Condemned with such as faint praise as "Cathedral like", "echoey" and "Ulster House of the Year winner in the 2017 RIAI Awards", it is a place that asks to be worshipped rather than loved; somewhere to rest your weary bones, so long as you don't need them back again.
"Who lives in a house like this?" Lloyd Grossman used to drone on Through the Keyhole, a show that understood where personality resides. It doesn't seem coincidental that these houses resist the answer.
An achingly tasteful and charmingly renovated period home in Wicklow, for instance, clearly accommodates a family of swallows within its elegant eaves. But its owner, Samantha Mackey, gives very little away herself.
"Life is what happens when you're making other plans," says a framed print on the wall, and what does it say that there is so little here that seems spontaneous? The artwork, always revealing, suggests an occupant with sights set elsewhere, mainly Africa, and it's not for nothing that her favourite place – identified with the show's oversized red dot – is in the hall, a transitional space.

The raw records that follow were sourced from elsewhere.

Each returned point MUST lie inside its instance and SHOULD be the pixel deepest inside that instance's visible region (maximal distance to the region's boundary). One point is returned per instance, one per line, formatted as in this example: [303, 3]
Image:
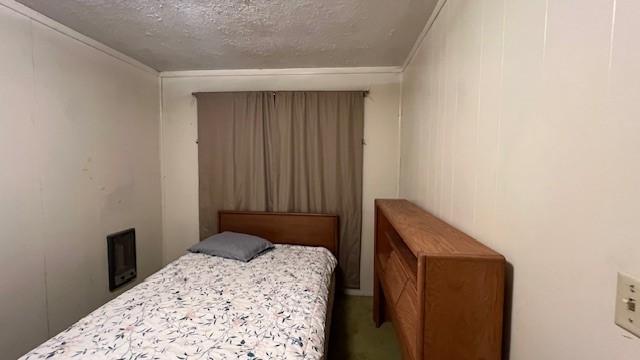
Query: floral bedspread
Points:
[204, 307]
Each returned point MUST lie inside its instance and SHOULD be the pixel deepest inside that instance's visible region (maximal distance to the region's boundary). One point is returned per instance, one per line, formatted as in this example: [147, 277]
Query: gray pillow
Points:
[232, 245]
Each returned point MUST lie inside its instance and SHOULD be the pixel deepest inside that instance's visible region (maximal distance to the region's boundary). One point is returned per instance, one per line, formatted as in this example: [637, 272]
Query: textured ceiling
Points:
[248, 34]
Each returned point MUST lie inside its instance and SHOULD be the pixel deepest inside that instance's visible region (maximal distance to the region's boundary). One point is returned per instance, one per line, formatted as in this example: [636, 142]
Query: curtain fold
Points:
[289, 151]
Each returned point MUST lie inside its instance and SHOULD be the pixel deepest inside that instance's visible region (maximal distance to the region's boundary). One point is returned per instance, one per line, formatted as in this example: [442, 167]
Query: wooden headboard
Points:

Bradley, tellingly, adores its lack of clutter – “you don’t often find that in traditional houses”. That says it all, really. Nobody’s home.
By the time the judges arrive to the third dwelling, in Down, covering more than 450km in their unrumpled, continuity-abiding clothes, appearance seems to be everything. “The home-owners here really want to impress,” one remarks, which hardly sets them apart.
But in this instance, the judges seem to thrill instinctively to be in the presence of one of their own – its lavish “period-style home” tricked out with the details of an interior designer.
“It nearly feels like you’re in a boutique hotel!” approves Bradley, which, if I understand the title correctly, ought to count as grounds for immediate disqualification.
But, of course, homeliness is hardly the point of Home of the Year. Death is.
“I honestly thought I had died and gone to heaven,” Whelan insists of their winner. How about that for a model of perfection? No one ever imagines living in it.